Tribune. A la question de la compatibilité entre l’économie capitaliste et la préservation de la nature, ou autrement dit, entre le culte de la croissance et l’écologie, la réponse devrait apparaître évidente à toute personne sensée : une croissance infinie est incompatible avec une planète finie. Cependant, cette évidence que des gamines de 14 ans nous rappellent judicieusement semble inconcevable aux responsables politiques et économiques. Elle fait l’objet d’un déni de leur part à tous, y compris, voire surtout, des ministres de l’environnement, qui se gargarisent de l’affirmation de la compatibilité de l’économie et de l’écologie.
« Pendant trois-cent-mille ans, “Homo sapiens” a vécu en équilibre avec son milieu »
L’homme ne peut survivre qu’en symbiose avec l’écosystème terrestre, qui lui fournit les substances dont il se nourrit, qu’il utilise ou qu’il rejette. N’importe quel animalcule [animal microscopique] dépourvu de cerveau met en œuvre une stratégie adaptative de survie à long terme – sinon, il n’existerait plus depuis longtemps. Pendant trois-cent-mille ans, Homo sapiens a lui aussi vécu en équilibre avec son milieu, se déplaçant quand les végétaux et animaux autour de son campement se faisaient rares, laissant les ressources naturelles se renouveler.
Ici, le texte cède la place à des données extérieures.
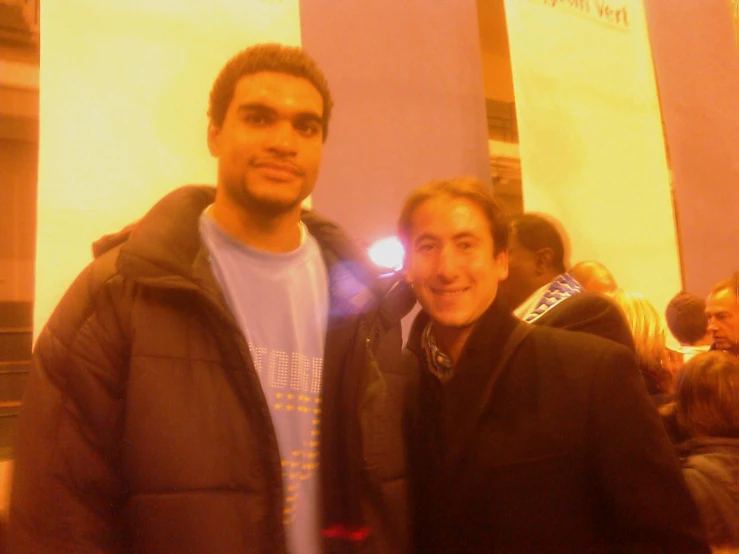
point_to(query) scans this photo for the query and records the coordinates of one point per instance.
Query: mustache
(278, 163)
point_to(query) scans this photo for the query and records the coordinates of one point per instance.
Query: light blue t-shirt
(280, 301)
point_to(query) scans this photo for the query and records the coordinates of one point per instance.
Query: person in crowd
(224, 376)
(707, 408)
(523, 438)
(652, 355)
(593, 276)
(540, 291)
(722, 311)
(686, 319)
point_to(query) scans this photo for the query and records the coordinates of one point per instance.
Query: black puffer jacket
(144, 426)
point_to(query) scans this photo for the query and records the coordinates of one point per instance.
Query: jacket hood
(165, 244)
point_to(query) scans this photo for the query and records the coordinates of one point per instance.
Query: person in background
(652, 355)
(540, 291)
(722, 311)
(522, 438)
(707, 408)
(225, 376)
(686, 319)
(593, 276)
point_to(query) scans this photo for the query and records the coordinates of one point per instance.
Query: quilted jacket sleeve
(67, 486)
(636, 466)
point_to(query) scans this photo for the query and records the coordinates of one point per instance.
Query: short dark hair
(535, 232)
(686, 317)
(707, 395)
(279, 58)
(470, 188)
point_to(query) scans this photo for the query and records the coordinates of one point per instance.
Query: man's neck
(451, 340)
(270, 233)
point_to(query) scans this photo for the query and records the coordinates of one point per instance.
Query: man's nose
(447, 266)
(283, 137)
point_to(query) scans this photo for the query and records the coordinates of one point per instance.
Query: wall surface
(407, 82)
(696, 57)
(123, 99)
(591, 142)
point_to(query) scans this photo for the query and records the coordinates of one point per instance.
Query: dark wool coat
(144, 426)
(589, 312)
(567, 454)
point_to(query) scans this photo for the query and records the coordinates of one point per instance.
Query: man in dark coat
(225, 375)
(540, 291)
(523, 438)
(722, 311)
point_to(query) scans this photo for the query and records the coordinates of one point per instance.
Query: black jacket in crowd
(566, 454)
(144, 426)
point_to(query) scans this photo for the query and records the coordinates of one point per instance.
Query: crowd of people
(228, 374)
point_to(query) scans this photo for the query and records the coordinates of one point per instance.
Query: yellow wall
(123, 98)
(591, 141)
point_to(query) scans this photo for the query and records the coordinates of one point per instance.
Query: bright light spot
(387, 252)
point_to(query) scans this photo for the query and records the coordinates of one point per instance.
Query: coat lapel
(467, 394)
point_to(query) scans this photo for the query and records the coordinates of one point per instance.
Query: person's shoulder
(566, 340)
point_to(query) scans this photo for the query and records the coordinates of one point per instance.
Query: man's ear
(544, 259)
(214, 133)
(501, 259)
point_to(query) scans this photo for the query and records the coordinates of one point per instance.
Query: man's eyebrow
(424, 236)
(465, 235)
(255, 106)
(260, 107)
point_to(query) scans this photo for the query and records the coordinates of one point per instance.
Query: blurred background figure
(722, 311)
(539, 289)
(686, 319)
(656, 364)
(593, 276)
(707, 410)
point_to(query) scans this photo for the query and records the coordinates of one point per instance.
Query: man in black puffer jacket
(158, 416)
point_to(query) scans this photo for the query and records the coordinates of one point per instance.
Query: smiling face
(451, 264)
(269, 145)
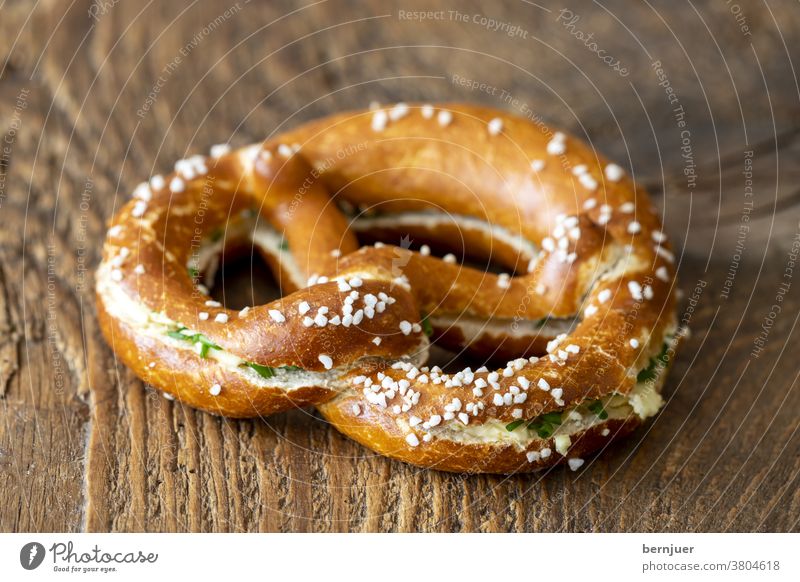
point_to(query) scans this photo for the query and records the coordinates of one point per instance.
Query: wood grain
(85, 446)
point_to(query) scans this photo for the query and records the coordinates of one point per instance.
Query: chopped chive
(513, 425)
(269, 371)
(263, 371)
(653, 369)
(546, 424)
(597, 408)
(427, 328)
(205, 343)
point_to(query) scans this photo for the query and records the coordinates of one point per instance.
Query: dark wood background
(85, 446)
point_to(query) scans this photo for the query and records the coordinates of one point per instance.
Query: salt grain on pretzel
(583, 314)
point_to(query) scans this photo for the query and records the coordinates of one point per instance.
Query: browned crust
(446, 455)
(186, 376)
(409, 166)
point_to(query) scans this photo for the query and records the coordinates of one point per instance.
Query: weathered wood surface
(84, 445)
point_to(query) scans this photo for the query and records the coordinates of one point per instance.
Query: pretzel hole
(241, 276)
(450, 241)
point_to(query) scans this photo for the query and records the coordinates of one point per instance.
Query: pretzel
(585, 312)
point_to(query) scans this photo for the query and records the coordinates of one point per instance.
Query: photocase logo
(31, 555)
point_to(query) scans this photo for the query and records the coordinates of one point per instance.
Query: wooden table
(96, 97)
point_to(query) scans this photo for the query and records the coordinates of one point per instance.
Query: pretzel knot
(584, 314)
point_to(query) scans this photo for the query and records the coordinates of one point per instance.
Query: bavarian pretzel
(584, 314)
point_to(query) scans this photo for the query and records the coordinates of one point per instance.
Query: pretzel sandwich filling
(581, 305)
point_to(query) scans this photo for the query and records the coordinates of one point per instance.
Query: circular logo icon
(31, 555)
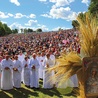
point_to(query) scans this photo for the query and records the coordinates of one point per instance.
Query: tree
(14, 31)
(39, 30)
(93, 8)
(75, 24)
(7, 29)
(25, 30)
(81, 16)
(2, 30)
(30, 30)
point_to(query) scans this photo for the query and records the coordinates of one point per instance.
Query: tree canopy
(92, 9)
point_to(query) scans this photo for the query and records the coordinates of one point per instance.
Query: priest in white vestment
(17, 68)
(21, 57)
(48, 82)
(34, 72)
(26, 71)
(41, 68)
(0, 75)
(6, 77)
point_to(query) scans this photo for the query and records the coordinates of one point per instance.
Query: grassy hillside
(25, 92)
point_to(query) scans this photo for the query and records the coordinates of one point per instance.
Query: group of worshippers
(26, 57)
(28, 71)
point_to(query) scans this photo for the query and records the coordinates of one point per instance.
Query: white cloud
(19, 15)
(57, 28)
(59, 3)
(3, 22)
(3, 15)
(31, 22)
(61, 13)
(11, 15)
(46, 15)
(15, 2)
(42, 0)
(44, 28)
(15, 25)
(86, 2)
(32, 16)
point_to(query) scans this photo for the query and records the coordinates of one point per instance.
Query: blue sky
(49, 15)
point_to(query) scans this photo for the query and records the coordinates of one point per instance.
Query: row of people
(29, 69)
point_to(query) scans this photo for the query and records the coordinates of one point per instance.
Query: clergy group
(28, 71)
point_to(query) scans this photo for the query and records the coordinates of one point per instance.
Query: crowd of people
(26, 57)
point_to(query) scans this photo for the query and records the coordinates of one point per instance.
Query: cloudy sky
(48, 15)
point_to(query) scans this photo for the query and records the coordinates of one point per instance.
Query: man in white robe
(48, 82)
(17, 68)
(52, 56)
(6, 77)
(21, 57)
(34, 72)
(41, 62)
(0, 75)
(26, 72)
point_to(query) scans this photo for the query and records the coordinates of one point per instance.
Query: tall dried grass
(71, 63)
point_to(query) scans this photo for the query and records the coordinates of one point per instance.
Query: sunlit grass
(25, 92)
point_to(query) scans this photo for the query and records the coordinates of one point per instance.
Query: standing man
(21, 57)
(6, 78)
(17, 68)
(26, 71)
(42, 59)
(48, 82)
(34, 72)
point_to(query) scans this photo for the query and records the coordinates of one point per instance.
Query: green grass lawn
(25, 92)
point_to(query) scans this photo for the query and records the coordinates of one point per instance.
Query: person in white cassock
(34, 72)
(0, 75)
(17, 68)
(26, 72)
(6, 77)
(42, 59)
(48, 82)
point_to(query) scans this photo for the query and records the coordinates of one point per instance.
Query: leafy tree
(25, 30)
(7, 29)
(14, 31)
(2, 30)
(93, 8)
(39, 30)
(75, 24)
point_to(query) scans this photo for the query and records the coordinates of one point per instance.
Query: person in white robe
(48, 82)
(71, 82)
(21, 57)
(17, 68)
(26, 71)
(0, 75)
(42, 64)
(6, 77)
(52, 57)
(34, 72)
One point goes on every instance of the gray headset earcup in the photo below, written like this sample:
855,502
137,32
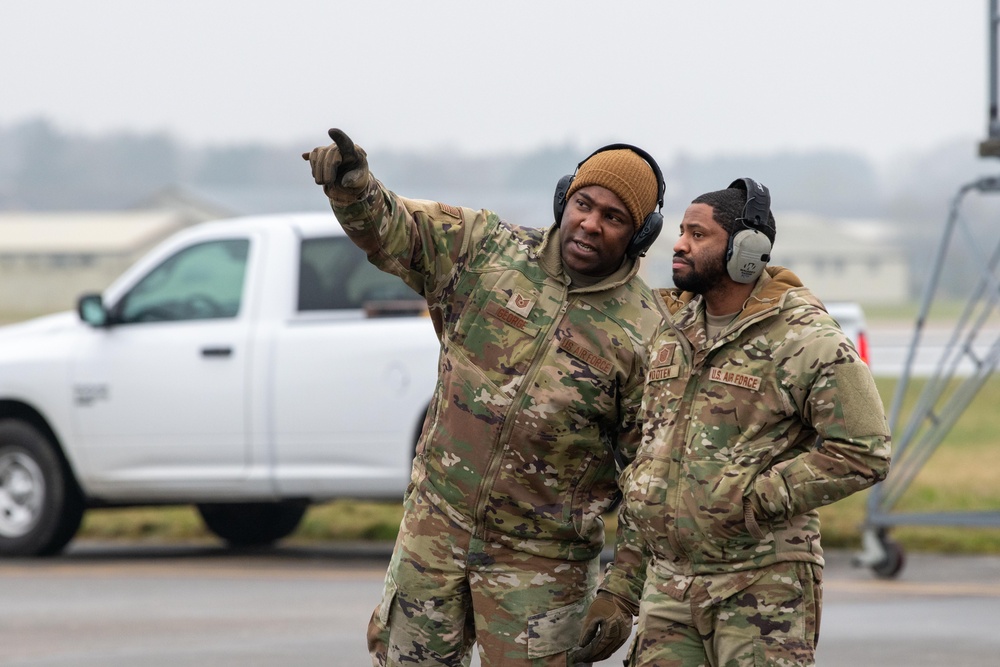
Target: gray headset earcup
750,253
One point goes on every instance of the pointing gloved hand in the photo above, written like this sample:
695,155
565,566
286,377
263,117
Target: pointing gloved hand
606,627
341,168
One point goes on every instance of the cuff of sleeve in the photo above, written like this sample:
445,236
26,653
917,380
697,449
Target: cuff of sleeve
340,198
625,589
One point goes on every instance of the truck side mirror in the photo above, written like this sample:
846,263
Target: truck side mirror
91,310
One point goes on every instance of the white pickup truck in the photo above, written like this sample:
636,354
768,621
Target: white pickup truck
248,366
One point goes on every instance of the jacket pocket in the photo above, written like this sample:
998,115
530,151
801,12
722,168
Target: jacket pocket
557,630
388,598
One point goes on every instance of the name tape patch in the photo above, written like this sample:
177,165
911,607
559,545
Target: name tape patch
586,356
509,317
665,373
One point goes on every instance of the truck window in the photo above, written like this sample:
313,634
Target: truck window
334,274
203,281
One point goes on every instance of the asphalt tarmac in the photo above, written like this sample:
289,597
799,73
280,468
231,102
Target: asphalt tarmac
127,605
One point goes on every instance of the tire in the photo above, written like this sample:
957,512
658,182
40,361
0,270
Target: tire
252,524
894,561
40,504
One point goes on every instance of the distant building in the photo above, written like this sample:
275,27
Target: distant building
839,259
47,259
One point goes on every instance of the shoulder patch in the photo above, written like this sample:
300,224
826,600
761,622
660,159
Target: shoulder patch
450,210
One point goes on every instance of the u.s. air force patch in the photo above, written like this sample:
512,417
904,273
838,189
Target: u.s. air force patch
751,382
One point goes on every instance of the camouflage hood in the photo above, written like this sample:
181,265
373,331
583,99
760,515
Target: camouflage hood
776,288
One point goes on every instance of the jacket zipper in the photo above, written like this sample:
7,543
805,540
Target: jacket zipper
488,481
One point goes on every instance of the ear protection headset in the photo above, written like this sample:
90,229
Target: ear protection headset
749,249
651,226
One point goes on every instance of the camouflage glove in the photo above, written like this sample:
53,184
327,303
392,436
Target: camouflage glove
341,168
606,627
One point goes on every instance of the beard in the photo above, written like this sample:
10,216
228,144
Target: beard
701,280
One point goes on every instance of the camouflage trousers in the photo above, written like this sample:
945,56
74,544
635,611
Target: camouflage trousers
772,621
446,590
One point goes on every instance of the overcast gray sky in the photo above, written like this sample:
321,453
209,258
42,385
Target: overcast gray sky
882,77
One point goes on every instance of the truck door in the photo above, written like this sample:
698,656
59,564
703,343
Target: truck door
160,393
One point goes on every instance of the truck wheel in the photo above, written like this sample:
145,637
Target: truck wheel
252,524
40,505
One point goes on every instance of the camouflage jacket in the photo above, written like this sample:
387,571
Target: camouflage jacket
746,435
538,383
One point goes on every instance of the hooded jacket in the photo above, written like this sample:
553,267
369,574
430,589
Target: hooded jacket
539,383
746,435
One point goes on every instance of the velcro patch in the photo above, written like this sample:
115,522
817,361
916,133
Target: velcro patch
520,304
448,209
744,380
583,354
509,317
664,355
664,373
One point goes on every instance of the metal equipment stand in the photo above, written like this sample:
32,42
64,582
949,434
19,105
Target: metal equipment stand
969,358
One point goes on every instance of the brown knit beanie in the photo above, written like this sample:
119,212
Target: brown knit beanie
624,173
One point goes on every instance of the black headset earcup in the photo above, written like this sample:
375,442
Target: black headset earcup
645,235
748,253
559,200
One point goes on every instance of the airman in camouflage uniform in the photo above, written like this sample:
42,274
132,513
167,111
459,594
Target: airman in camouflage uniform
757,410
542,364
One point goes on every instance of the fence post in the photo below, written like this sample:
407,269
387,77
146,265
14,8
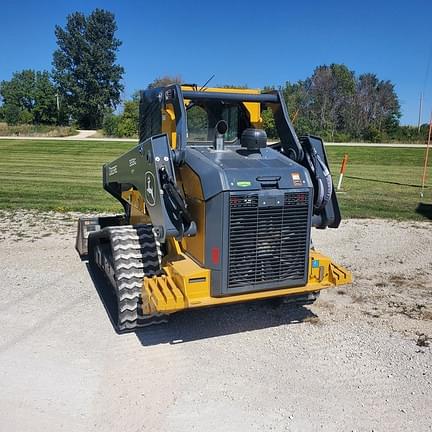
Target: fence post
342,171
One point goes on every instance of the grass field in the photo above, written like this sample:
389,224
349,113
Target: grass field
66,175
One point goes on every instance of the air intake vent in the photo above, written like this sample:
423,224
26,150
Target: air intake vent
268,244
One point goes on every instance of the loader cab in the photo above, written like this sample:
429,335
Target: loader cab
188,115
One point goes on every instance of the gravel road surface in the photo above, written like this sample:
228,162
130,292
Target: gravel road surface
358,359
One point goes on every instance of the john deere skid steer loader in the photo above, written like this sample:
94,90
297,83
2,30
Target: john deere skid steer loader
213,213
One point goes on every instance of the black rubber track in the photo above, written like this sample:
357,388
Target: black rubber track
132,254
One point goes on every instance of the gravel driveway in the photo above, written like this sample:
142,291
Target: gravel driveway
358,359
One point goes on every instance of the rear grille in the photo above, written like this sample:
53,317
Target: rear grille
267,244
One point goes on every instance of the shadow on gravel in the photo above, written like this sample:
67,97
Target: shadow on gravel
425,210
191,325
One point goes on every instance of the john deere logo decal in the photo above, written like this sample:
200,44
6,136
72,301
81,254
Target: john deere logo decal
150,189
243,183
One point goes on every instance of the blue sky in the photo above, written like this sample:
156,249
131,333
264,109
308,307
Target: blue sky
242,42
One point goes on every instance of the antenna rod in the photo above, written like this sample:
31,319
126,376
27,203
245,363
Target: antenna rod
420,111
207,82
426,158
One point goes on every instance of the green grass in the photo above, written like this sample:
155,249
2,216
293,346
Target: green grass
66,175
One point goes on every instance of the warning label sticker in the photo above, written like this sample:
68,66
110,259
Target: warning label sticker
296,179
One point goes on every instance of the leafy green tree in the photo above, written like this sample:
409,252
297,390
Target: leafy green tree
84,66
29,97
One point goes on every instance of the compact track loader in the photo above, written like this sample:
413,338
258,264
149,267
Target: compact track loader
213,212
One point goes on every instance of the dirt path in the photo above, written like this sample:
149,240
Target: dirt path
352,361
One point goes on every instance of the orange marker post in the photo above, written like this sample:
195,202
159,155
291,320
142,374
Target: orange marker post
426,158
342,171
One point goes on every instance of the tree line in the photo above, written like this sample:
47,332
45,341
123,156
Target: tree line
85,87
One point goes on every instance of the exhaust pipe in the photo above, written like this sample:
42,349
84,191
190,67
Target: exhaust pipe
220,130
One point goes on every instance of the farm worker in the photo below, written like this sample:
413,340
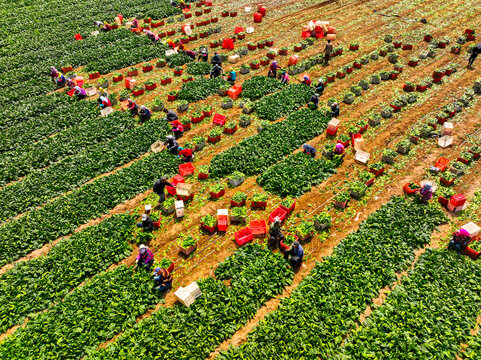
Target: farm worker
178,130
204,55
70,83
159,187
162,279
102,92
61,80
187,155
106,27
145,259
171,115
295,254
215,72
334,110
171,144
190,54
426,193
133,107
327,52
320,87
53,73
80,93
275,234
339,149
459,241
104,102
273,69
314,100
309,149
474,55
306,80
144,114
232,77
216,59
146,224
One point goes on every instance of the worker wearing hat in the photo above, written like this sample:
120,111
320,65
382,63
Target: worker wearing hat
295,254
159,187
146,224
162,279
459,241
172,144
145,259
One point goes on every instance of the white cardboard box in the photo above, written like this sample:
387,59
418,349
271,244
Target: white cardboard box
472,229
194,290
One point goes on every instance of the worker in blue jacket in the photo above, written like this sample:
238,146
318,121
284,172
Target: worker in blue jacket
309,150
295,254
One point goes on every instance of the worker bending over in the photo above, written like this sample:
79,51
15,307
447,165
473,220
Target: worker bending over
172,145
295,254
133,107
145,259
159,187
187,155
314,101
216,71
309,150
104,102
339,149
273,70
275,234
232,77
80,93
144,114
162,279
171,115
216,59
334,110
306,80
426,193
459,241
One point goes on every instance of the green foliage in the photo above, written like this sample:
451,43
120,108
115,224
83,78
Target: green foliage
61,216
178,332
287,100
32,286
90,315
441,286
198,68
200,89
255,154
296,175
41,186
32,156
259,86
329,301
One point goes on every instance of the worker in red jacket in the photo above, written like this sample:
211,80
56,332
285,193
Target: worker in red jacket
187,155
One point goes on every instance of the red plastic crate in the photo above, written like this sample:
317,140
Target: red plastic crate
186,169
222,222
442,163
457,200
288,211
243,236
258,227
219,119
278,214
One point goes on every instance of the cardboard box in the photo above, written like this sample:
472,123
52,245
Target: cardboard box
472,229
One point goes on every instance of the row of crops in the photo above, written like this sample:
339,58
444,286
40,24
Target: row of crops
111,301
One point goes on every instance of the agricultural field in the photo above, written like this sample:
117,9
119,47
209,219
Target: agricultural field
377,280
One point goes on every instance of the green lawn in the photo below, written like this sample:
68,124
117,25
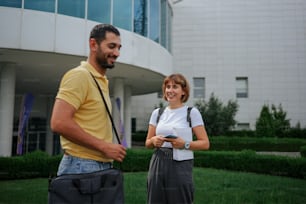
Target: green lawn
212,186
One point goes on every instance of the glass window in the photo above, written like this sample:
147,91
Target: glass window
46,5
163,23
242,87
11,3
199,87
99,10
122,15
154,32
74,8
140,17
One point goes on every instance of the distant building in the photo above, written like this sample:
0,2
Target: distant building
245,50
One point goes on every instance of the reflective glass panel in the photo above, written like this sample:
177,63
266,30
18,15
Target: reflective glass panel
163,23
169,39
99,10
154,21
140,17
74,8
122,14
45,5
11,3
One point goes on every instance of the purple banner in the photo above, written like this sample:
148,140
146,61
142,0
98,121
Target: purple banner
25,110
121,127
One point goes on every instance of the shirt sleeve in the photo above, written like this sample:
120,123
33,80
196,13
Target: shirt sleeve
196,117
153,117
73,88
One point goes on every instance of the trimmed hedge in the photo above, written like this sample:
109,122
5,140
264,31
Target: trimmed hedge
39,164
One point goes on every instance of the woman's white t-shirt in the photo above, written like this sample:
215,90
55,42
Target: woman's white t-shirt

Vers 1850, la « révolution industrielle » a propulsé l’économie de croissance, mais aussi accru notre impact sur la planète. Pendant la durée de vie des auteurs du présent article, la population mondiale a triplé, toute la planète a été colonisée et l’agriculture intensive a épuisé 40 % des sols, les pesticides appauvrissant la biodiversité et les écosystèmes. Les prédictions pessimistes du Groupe d’experts intergouvernemental sur l’évolution du climat (GIEC) sont même dépassées, et nous rédigeons ce texte pendant une canicule record prématurée, en dépit des climatosceptiques.
Un phantasme de recréation
La modernité a mis en œuvre un projet prométhéen d’artificialisation du monde dont nous commençons enfin à percevoir le danger pour notre espèce, alors qu’aucune autre planète habitable n’a jamais été découverte. Ce phantasme de recréation propre à la modernité occidentale est le résultat d’une double rupture à la fois pratique et conceptuelle : l’artificialisation du monde liée à l’émergence de l’imaginaire technoscientifique d’une part, et la marchandisation du monde liée à l’émergence de l’imaginaire économique d’autre part. La menace, chaque jour plus prégnante, d’un effondrement de la civilisation, sinon d’une disparition de l’espèce, suffira-t-elle à nous faire faire demi-tour et à nous reconvertir de prédateurs en jardiniers ? ?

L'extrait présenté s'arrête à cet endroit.